Simplified processing and standards compliance
Moving from PODS3 to PODS4 with DB2 9 greatly simplified the UCLA Health System's database administration and replication tasks. The PODS3 architecture used DB2 8 with the XML Extender, and a database consisting of 28 tables. The PODS4 database design, using XML columns, required only 10 tables and eliminated 20 stored procedures used by PODS3.
Because the UCLA Health System uses XML for patient metadata, supporting a new electronic form in the PODS collection involves creating the data definition or schema for form content. DBAs dealing with a constant stream of new forms want efficient solutions for defining new types of data, such as test results. Moving to DB2 9 reduced the amount of time required to add new forms and schemas to the system: supporting a new form in PODS4 typically takes two hours, compared with two weeks in PODS3.
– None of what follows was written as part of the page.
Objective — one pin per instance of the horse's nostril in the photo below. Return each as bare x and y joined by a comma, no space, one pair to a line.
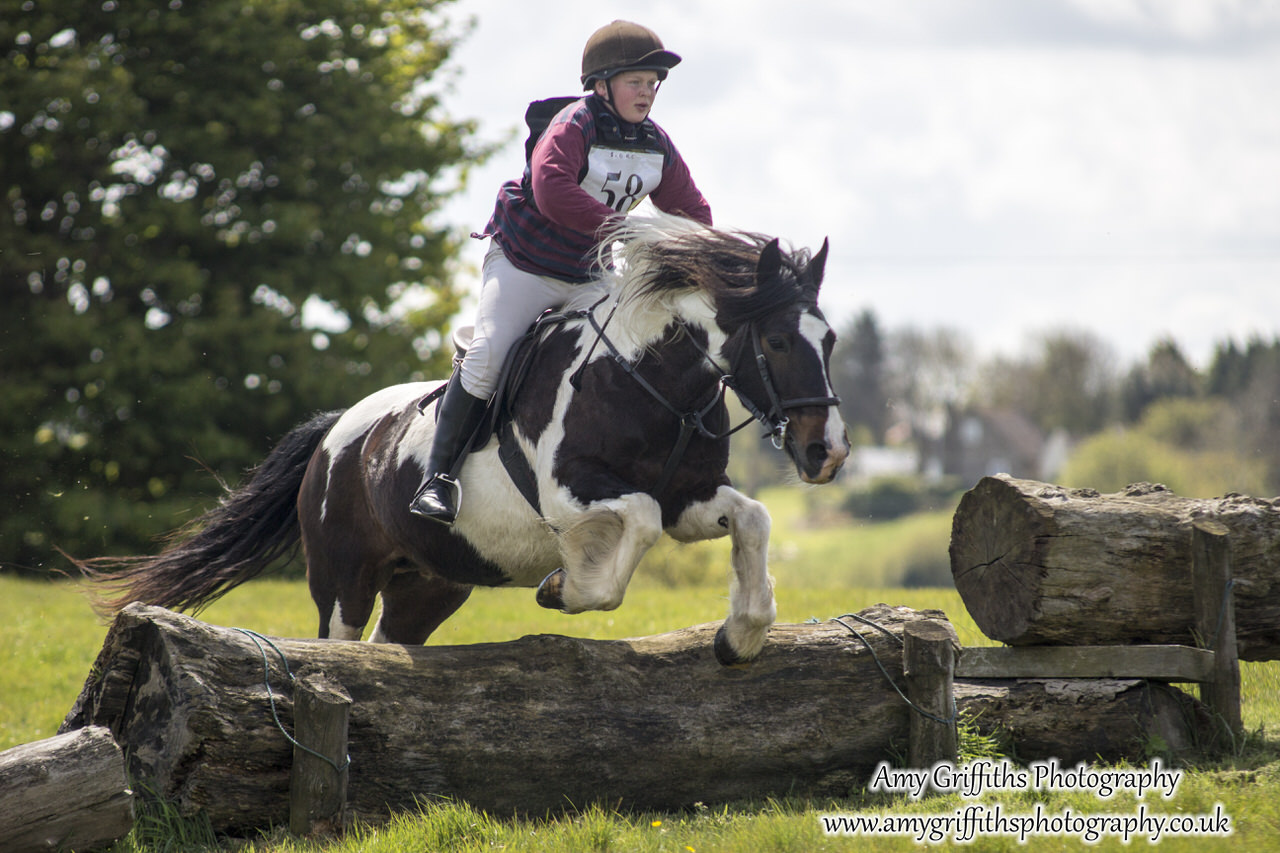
816,455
In any industry, standards are essential for interoperability and efficient data interchange. XML has become a powerful tool for healthcare providers in part because it offers an effective tool for markup and for defining vocabularies for data interchange and archiving. However, robust applications require a reliable data management infrastructure. PODS illustrates how one healthcare provider is addressing the challenge of creating, storing, and exchanging electronic medical records. With PODS, UCLA Health System-like other healthcare institutions- has embraced XML technology and started down a path that leads to sophisticated electronic medical records, compliance with HIPAA guidelines and HL7 standards, and increased productivity.
HIPAA and HL7
HL7 has been developing standards designed to address HIPAA legislation since 1996, when it formed a Claims Attachment working group to standardize the information needed to process insurance claims. In that same year, HL7 began actively working with XML through its SGML/XML special interest group. The initial deliverable was six recommended attachments for claims processing.
Since then, HL7 has developed a specification for messaging, a Clinical Document Architecture (CDA), and a Reference Information Model (RIM). HL7 has also worked on a standard for electronic submission for CDA Public Health Case Reporting (PHCR) to state and local public health departments. As the standards matured, XML became an increasingly important technical component. For example, the first version of the CDA defined an XML architecture for exchange of clinical documents based on XML Document Type Definitions (DTDs) included in the specification with semantics defined using the HL7 RIM and HL7 registered coded vocabularies. The upcoming version 3 release of the CDA is expected to use only XML encoding.
"IBM DB2 native support of XML allows it to store content in the healthcare industry-standard HL7 CDA format," says Karla Norsworthy, vice president, software standards at IBM. "IBM is committed to healthcare interoperability and innovation through open standards. We have seen the benefits of flexibility, time to market, and innovation that come from widely adopted, open standards such as Java, XML, and healthcare standards developed in organizations such as HL7."